O Porto Central, em Presidente Kennedy, a retomada das usinas de pelotização da Samarco, em Anchieta, um projeto de Zona de Processamento de Exportações (ZPE) e o futuro eixo logístico da EF-118 estão entre os principais indutores dessa movimentação.

A Samarco prevê contratar 4.000 novos trabalhadores para as usinas de Ubu até 2027. O Porto Central, por sua vez, projeta gerar 1.200 empregos diretos até 2028.

Segundo o consultor imobiliário Renato Avelar, a descentralização da economia estadual e os incentivos fiscais para investimentos fora da Grande Vitória tendem a repetir no Sul o crescimento já observado no Norte do Estado. Ele cita como diferenciais a duplicação da BR-101, a ES-118, a ampliação da Samarco e o superporto de Presidente Kennedy.

Para o vice-presidente do CAU/ES, Greg Repsold, o momento atual é diferente de outros ciclos imobiliários porque está ligado a cadeias produtivas reais, como porto, mineração e logística, o que tende a dar mais durabilidade ao movimento, embora não elimine riscos.

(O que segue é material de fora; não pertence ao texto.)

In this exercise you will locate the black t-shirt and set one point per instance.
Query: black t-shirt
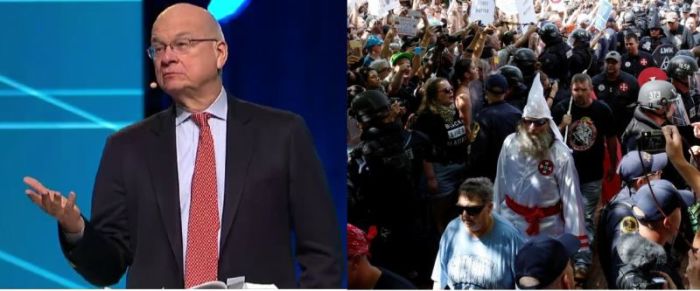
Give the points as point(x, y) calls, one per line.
point(635, 64)
point(587, 132)
point(496, 122)
point(448, 138)
point(582, 58)
point(389, 280)
point(620, 94)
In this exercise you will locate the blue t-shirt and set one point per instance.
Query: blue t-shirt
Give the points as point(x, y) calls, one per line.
point(465, 261)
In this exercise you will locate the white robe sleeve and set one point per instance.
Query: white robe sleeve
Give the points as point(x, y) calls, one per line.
point(572, 201)
point(499, 183)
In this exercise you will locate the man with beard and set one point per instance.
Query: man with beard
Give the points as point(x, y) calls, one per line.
point(589, 133)
point(536, 185)
point(478, 248)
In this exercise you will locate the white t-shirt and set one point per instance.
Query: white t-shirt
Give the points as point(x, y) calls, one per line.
point(465, 261)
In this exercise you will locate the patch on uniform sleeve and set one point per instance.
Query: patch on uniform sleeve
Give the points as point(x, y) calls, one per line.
point(629, 224)
point(546, 167)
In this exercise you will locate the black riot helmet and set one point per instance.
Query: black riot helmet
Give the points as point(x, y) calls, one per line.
point(581, 35)
point(371, 106)
point(524, 58)
point(654, 19)
point(549, 33)
point(628, 18)
point(681, 67)
point(513, 75)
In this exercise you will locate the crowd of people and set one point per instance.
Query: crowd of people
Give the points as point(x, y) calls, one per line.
point(533, 155)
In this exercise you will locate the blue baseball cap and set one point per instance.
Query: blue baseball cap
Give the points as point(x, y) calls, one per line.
point(632, 167)
point(665, 197)
point(544, 258)
point(496, 83)
point(372, 41)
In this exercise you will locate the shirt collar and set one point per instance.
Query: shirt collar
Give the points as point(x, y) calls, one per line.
point(218, 109)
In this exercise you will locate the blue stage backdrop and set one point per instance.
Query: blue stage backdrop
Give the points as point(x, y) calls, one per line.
point(72, 72)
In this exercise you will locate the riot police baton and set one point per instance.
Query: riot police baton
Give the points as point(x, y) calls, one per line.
point(566, 130)
point(568, 112)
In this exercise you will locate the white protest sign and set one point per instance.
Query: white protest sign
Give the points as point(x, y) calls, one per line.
point(482, 10)
point(408, 25)
point(380, 8)
point(526, 11)
point(557, 5)
point(601, 18)
point(509, 7)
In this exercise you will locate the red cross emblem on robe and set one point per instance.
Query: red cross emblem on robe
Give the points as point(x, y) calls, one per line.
point(546, 167)
point(623, 87)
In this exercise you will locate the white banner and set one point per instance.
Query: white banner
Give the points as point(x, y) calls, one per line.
point(509, 7)
point(380, 8)
point(482, 10)
point(526, 11)
point(557, 5)
point(601, 17)
point(408, 25)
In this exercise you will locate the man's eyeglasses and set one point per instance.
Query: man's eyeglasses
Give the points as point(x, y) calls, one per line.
point(471, 210)
point(536, 122)
point(447, 90)
point(179, 46)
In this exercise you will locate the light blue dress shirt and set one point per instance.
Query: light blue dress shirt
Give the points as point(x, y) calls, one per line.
point(187, 139)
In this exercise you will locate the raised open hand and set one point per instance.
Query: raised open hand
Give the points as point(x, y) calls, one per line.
point(60, 207)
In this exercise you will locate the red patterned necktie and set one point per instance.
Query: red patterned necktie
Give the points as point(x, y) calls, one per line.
point(201, 263)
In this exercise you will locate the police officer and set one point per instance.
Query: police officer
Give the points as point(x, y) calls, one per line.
point(554, 57)
point(678, 34)
point(635, 60)
point(517, 92)
point(582, 55)
point(680, 70)
point(657, 207)
point(616, 218)
point(656, 106)
point(382, 181)
point(618, 89)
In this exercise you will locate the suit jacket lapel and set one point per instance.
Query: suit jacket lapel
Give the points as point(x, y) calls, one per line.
point(240, 138)
point(162, 155)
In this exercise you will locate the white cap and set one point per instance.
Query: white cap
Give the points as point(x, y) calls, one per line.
point(537, 108)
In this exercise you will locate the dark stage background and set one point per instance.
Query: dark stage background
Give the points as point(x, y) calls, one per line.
point(72, 72)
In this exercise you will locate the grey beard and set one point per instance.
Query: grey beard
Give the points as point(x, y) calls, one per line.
point(534, 145)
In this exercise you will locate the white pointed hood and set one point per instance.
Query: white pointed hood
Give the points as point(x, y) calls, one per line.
point(536, 106)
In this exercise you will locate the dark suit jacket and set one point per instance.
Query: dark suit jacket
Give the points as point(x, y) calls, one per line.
point(274, 184)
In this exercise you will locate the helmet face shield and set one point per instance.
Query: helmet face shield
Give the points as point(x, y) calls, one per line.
point(676, 113)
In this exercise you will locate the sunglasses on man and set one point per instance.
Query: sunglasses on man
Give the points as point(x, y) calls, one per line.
point(471, 210)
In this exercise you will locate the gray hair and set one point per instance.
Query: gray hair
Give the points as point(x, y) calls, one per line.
point(480, 187)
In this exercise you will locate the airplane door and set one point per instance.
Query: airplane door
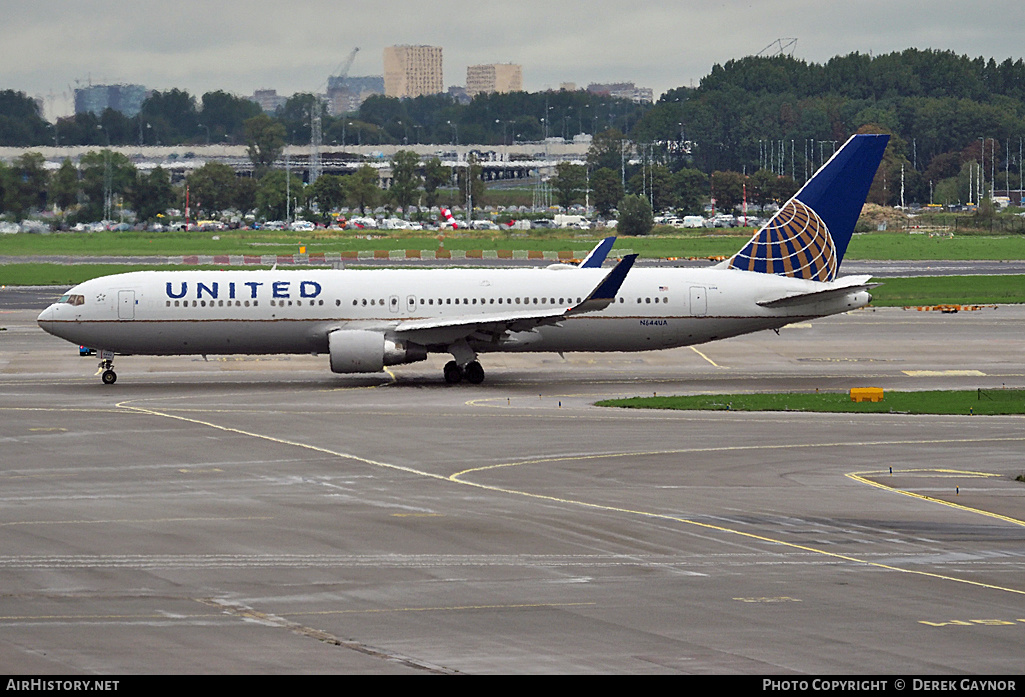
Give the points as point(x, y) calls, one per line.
point(126, 304)
point(699, 305)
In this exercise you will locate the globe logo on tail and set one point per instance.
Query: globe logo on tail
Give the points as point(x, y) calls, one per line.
point(794, 243)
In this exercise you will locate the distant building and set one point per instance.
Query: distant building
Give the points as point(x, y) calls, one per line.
point(458, 92)
point(94, 98)
point(345, 94)
point(623, 90)
point(413, 71)
point(505, 77)
point(269, 99)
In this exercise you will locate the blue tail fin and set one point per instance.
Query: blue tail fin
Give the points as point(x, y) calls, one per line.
point(808, 237)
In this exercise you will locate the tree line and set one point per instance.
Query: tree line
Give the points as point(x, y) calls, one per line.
point(957, 127)
point(105, 183)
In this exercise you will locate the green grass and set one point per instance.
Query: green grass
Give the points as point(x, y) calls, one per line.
point(664, 242)
point(981, 402)
point(931, 290)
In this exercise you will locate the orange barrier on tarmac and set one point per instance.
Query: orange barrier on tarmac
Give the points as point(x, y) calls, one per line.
point(866, 394)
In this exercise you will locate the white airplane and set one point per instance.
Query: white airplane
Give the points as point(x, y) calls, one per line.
point(368, 319)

Municípios da região vêm revisando seus planos diretores para organizar essa expansão. Em Guarapari, cerca de 8.500 novos lotes devem receber investimentos nos próximos anos, segundo o presidente do Sindicig, Emerson Macedo. Em Anchieta, a Secretaria de Desenvolvimento aposta na valorização de balneários como Iriri, Castelhanos e Ubu, com mais quatro condomínios em análise de viabilidade.

Entre os empreendimentos já lançados estão o loteamento Ita Park, em Guarapari, com lotes a partir de R$ 171 mil e entrega prevista para outubro de 2026; o Soma Villaris, no centro de Guarapari, com unidades a partir de R$ 190.733,49; e o residencial Moa Iriri, lançado em 27 de janeiro deste ano, com apartamentos a partir de R$ 543.021,91.